O Governo e o Fundo de Resolução vão assinar esta quarta-feira acordos de venda do Novo Banco ao grupo bancário francês BPCE, segundo a nota de agenda divulgada nesta terça-feira pelo Ministério das Finanças. Na informação, os “acordos de adesão à venda do Novo Banco” pelo Estado português e pelo Fundo de Resolução bancário serão assinados pelas 11 horas no salão nobre do Ministério das Finanças, em Lisboa, com a presença do ministro, Miranda Sarmento.

O Novo Banco foi criado em 2014 para ficar com parte da atividade bancária do BES, na resolução deste. Em 2017, a maioria do capital foi vendido à Lone Star. Então, foi acordado um mecanismo pelo qual, nos anos seguintes, o Fundo de Resolução injetou 3,4 mil milhões de euros no banco, provocando várias polémicas políticas e mediáticas.
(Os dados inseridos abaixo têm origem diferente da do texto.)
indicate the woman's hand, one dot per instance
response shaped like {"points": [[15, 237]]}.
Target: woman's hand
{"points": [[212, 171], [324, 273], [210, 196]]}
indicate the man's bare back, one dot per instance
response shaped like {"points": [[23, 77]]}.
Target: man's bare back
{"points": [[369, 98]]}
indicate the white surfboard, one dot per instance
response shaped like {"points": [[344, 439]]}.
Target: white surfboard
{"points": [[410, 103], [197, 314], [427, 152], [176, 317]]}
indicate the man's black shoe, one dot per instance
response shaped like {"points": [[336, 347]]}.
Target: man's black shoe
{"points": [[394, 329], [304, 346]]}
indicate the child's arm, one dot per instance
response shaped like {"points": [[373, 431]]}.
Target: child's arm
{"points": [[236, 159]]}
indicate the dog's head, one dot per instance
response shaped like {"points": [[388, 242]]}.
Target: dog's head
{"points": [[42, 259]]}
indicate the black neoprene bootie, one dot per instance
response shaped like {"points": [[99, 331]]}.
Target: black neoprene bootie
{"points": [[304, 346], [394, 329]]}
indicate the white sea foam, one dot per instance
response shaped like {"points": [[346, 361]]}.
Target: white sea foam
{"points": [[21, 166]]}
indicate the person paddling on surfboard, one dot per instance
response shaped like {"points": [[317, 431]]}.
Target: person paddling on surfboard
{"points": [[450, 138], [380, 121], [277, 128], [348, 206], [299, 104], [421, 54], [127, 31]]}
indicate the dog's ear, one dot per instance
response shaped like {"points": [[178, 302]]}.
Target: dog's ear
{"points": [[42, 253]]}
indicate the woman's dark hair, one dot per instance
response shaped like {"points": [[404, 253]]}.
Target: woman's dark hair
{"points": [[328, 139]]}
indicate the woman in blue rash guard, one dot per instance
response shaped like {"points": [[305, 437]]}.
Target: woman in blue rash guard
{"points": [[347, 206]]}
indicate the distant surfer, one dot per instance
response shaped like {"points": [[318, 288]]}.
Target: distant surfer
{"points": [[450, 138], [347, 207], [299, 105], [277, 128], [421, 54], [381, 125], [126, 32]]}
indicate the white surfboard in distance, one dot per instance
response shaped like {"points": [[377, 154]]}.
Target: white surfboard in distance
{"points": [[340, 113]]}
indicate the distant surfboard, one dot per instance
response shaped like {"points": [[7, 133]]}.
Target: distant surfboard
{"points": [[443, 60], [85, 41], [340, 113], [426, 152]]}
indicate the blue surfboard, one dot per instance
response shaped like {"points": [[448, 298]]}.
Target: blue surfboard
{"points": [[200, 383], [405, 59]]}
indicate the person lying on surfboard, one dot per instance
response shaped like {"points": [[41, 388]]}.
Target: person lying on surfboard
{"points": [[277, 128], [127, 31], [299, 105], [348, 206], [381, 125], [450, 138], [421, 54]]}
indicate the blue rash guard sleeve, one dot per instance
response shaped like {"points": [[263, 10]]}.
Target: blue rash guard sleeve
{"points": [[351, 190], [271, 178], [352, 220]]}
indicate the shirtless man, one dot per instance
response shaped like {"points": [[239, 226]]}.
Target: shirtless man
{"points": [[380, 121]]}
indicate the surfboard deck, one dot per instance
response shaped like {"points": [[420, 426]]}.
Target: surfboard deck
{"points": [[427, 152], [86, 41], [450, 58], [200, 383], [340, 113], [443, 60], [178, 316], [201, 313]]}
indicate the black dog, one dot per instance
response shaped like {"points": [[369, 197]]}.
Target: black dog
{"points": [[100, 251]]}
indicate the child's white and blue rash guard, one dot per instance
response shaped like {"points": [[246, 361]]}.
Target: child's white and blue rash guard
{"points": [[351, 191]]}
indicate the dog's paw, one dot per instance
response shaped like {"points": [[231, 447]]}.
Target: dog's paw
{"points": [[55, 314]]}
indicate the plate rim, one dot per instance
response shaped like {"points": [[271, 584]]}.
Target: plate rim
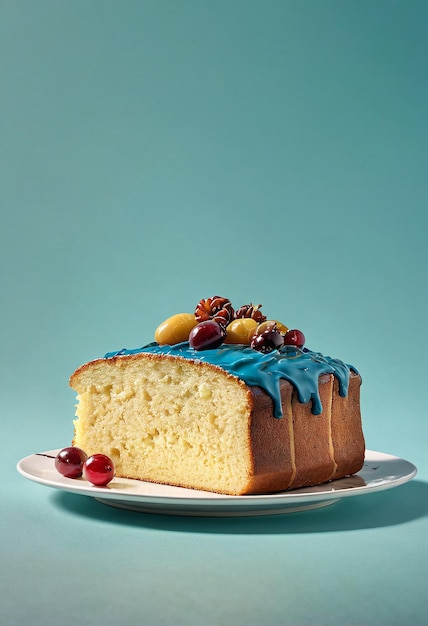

Com o fim antecipado deste mecanismo, no final de 2024, tornou-se possível a venda do banco e o pagamento de dividendos aos acionistas. Atualmente, o fundo norte-americano Lone Star tem 75%, a Direção-Geral do Tesouro e Finanças tem 11,46% e o Fundo de Resolução 13,54%.

Em junho, foi acordada a venda ao BPCE por 6,4 mil milhões de euros. O Governo disse então que a venda do Novo Banco associada à distribuição de dividendos que ocorreu este ano permitiu “ao Estado recuperar quase 2 mil milhões de euros dos fundos públicos injetados na instituição”. No início de agosto, segundo a imprensa, foi assinado contrato de venda do Novo Banco entre a Lone Star e o BPCE.

Em setembro, foi polémica a notícia do Público de que dirigentes da Lone Star e gestores do Novo Banco receberão bónus que ascendem a 1,1 mil milhões de euros pagos pelo acionista Lone Star relativos à venda do Novo Banco. Mais de 2700 trabalhadores do Novo Banco (dos mais de 4 mil) subscreveram , a semana passada, um abaixo-assinado insatisfeitos por não serem reconhecidos financeiramente pela venda ao BPCE. A Comissão de Trabalhadores do Novo Banco reivindica dois salários a todos os trabalhadores como “forma mínima de reconhecimento pelo seu esforço, dedicação e papel fundamental na recuperação e valorização do banco”. A Comissão de Trabalhadores do Novo Banco também pediu audiências ao Governo e Fundo de Resolução para reivindicar os prémios.

A Lusa questionou essas mesmas entidades, sobre se concordam ou não que os trabalhadores recebam os prémios, mas não obteve resposta.